Et enfin, le secteur privé. Nous mesurons bien que l’argent public ne suffira pas. Il faut mobiliser les investisseurs privés, aussi les petites et moyennes entreprises. Et la présence d’institutions financières européennes, et africaines, est un signal important parce que, que doit-on faire? On doit tenter d’améliorer l’effet de levier pour attirer davantage les capacités du secteur privé d’être mobilisé, notamment sur le terrain des infrastructures. Et on doit tenter, plusieurs l’ont mis en évidence, de mieux partager les risques pour plus d’attractivité. On doit faire cela dans le souci constant, que nous partageons, de faire en sorte que chaque moyen qui est mobilisé, public et privé, soit investi vite et bien. Investir beaucoup, vite et bien: cela doit être l’objectif.
Donc vous le voyez: je pense que le sujet d’aujourd’hui, c’est le changement de logiciel. Sommes-nous prêts, face à la situation que nous connaissons, à transformer le logiciel qui fonde l’alliance, le partenariat, le New Deal, Monsieur le Président Macron, entre l’Europe et l’Afrique, et plus largement avec l’ensemble des partenaires qui sont prêts à être engagés.
Un mot rapidement sur les vaccins. C’est effectivement fondamental que l’on puisse garantir les capacités que le monde entier soit vacciné, parce que l’on ne s’en sortira que si chacun est amené à pouvoir s’en sortir. Et c’est la raison pour laquelle nous soutenons, et nous sommes prêts comme Union Européenne à y être très engagés, cette idée qui est portée notamment dans le cadre de l’OMC, cette troisième voie pour faciliter, favoriser des accès aux propriétés intellectuelles et transferts de technologies en mobilisant les secteurs publics et les secteurs privés, en Europe et en Afrique. C’est vraiment un sujet sur lequel nous devons agir vite et bien. Nous sommes prêts aussi à aller dans cette direction-là.

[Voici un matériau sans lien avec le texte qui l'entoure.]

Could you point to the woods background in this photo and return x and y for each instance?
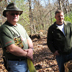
(38, 15)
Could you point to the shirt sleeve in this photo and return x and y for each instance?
(6, 37)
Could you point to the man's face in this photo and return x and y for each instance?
(12, 16)
(59, 18)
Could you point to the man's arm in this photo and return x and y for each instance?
(30, 50)
(50, 42)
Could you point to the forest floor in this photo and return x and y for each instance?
(44, 61)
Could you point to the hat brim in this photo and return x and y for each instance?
(4, 12)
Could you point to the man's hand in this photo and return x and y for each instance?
(29, 53)
(56, 53)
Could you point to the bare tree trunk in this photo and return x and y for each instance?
(30, 16)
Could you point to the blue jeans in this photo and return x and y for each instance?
(17, 66)
(61, 59)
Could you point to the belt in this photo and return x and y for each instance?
(16, 59)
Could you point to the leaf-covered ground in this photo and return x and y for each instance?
(44, 61)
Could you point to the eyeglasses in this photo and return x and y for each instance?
(14, 14)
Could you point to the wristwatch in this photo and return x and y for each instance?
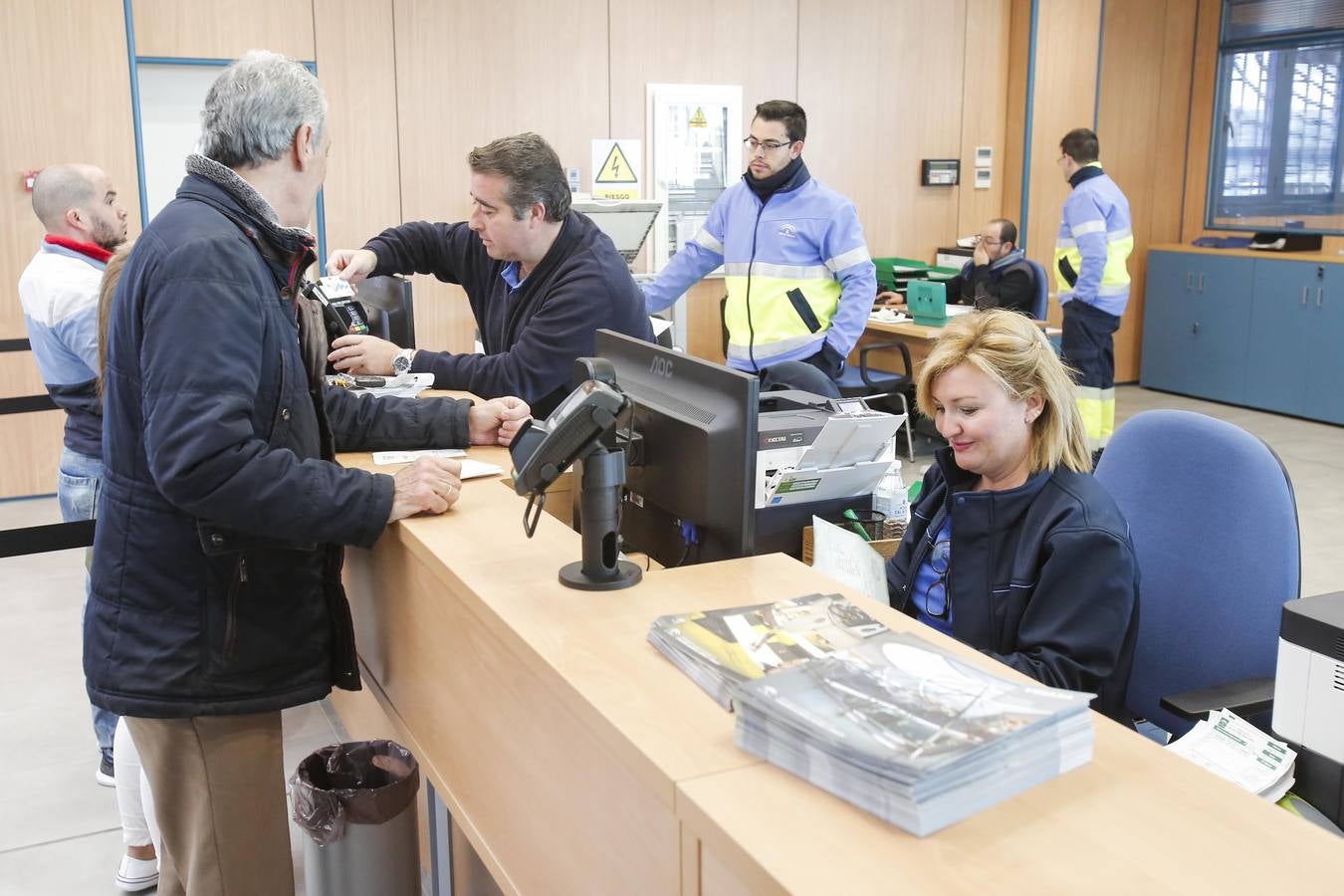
(402, 361)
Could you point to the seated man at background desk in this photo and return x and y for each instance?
(541, 278)
(998, 276)
(797, 269)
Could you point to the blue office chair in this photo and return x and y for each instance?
(391, 314)
(1041, 305)
(1214, 522)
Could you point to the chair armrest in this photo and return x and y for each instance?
(863, 360)
(1247, 697)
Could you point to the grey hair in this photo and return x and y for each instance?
(254, 108)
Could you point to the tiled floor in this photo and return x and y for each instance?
(60, 830)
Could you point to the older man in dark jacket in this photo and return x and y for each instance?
(217, 596)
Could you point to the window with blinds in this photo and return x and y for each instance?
(1275, 156)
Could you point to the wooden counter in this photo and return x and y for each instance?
(1317, 258)
(575, 760)
(917, 337)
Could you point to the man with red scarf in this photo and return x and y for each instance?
(78, 207)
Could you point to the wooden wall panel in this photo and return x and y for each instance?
(66, 92)
(882, 84)
(227, 30)
(1143, 129)
(1014, 130)
(1067, 34)
(357, 70)
(468, 73)
(984, 112)
(1202, 95)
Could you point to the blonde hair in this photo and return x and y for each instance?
(107, 289)
(1013, 352)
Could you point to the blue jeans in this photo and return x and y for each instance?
(78, 484)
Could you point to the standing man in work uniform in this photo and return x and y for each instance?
(798, 274)
(1094, 241)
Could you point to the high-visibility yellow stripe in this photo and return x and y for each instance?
(1098, 411)
(773, 316)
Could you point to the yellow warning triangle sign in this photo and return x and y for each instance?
(615, 169)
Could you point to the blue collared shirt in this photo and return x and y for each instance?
(510, 273)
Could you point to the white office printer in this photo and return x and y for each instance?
(1309, 697)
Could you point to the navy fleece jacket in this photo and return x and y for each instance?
(531, 336)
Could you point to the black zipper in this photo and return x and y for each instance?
(756, 231)
(231, 607)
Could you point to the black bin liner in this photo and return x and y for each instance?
(365, 782)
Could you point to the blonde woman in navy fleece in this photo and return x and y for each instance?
(1013, 549)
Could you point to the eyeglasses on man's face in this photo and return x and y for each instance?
(769, 145)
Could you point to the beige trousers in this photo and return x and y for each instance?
(219, 796)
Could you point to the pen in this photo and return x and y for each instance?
(855, 524)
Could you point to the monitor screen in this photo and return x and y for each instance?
(696, 426)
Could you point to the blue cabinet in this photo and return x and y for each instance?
(1325, 357)
(1282, 322)
(1262, 332)
(1197, 324)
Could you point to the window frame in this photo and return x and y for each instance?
(1275, 202)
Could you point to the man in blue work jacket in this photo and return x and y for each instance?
(797, 269)
(1094, 241)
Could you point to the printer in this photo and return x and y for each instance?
(1309, 697)
(839, 448)
(848, 456)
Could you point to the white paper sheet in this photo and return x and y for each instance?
(383, 458)
(848, 559)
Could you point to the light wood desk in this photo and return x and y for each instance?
(917, 337)
(575, 760)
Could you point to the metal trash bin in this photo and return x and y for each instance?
(356, 800)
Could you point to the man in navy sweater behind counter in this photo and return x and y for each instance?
(541, 280)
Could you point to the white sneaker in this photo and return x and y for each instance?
(136, 875)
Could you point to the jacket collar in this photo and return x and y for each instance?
(1086, 172)
(790, 177)
(223, 188)
(961, 480)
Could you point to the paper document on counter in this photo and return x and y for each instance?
(383, 458)
(1233, 749)
(848, 559)
(472, 469)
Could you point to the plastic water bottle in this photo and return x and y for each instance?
(889, 499)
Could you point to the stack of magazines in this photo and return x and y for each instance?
(721, 649)
(911, 734)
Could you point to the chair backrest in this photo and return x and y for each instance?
(1214, 523)
(391, 314)
(1041, 305)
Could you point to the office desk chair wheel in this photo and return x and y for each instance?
(872, 383)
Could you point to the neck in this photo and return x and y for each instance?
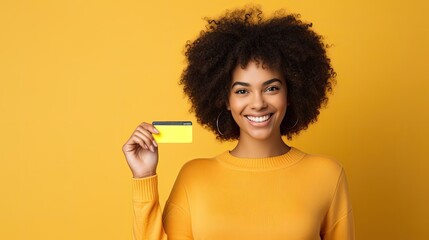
(254, 148)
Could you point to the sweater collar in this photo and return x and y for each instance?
(285, 160)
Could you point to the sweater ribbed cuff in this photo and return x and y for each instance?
(145, 189)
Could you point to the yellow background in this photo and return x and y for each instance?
(78, 76)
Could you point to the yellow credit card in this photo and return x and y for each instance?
(173, 131)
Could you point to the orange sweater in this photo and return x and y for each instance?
(290, 197)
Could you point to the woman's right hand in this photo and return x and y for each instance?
(141, 151)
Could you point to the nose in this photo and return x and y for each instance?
(258, 102)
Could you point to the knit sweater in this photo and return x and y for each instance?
(295, 196)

Voilà les quelques éléments que je voulais indiquer dans cette introduction et en terminant par une idée, qui est une idée, en fait, africaine: le concept de l’Ubuntu. Cette idée que les destins sont liés les uns aux autres par un fil invisible qui amène à ce que nos actions individuelles ont un impact sur la société, ont un impact sur la collectivité. Et bien plus que jamais, je voudrais qu’à Paris, ce soit ce principe d’Ubuntu qui nous mobilise, qui nous guide… Et je forme le vœu que cette réunion de Paris ne soit pas un sommet comme les autres, mais qu’elle soit un point de départ, fondateur. Il y aura d’autres rendez-vous: le G7, le G20, la présidence française de l’Union européenne, le sommet entre l’Union Africaine, cher Felix Tshisekedi, et l’Union européenne, les engagements que nous allons prendre ensemble. C’est en tout cas le vœu que je formule, empreint de respect, d’écoute mutuelle et de confiance. Je suis convaincu qu’à partir de ce choc qui frappe le monde, il est possible de dessiner les contours d’un monde plus juste, d’un monde plus fort dans le cadre duquel l’Afrique à un rôle clé à jouer.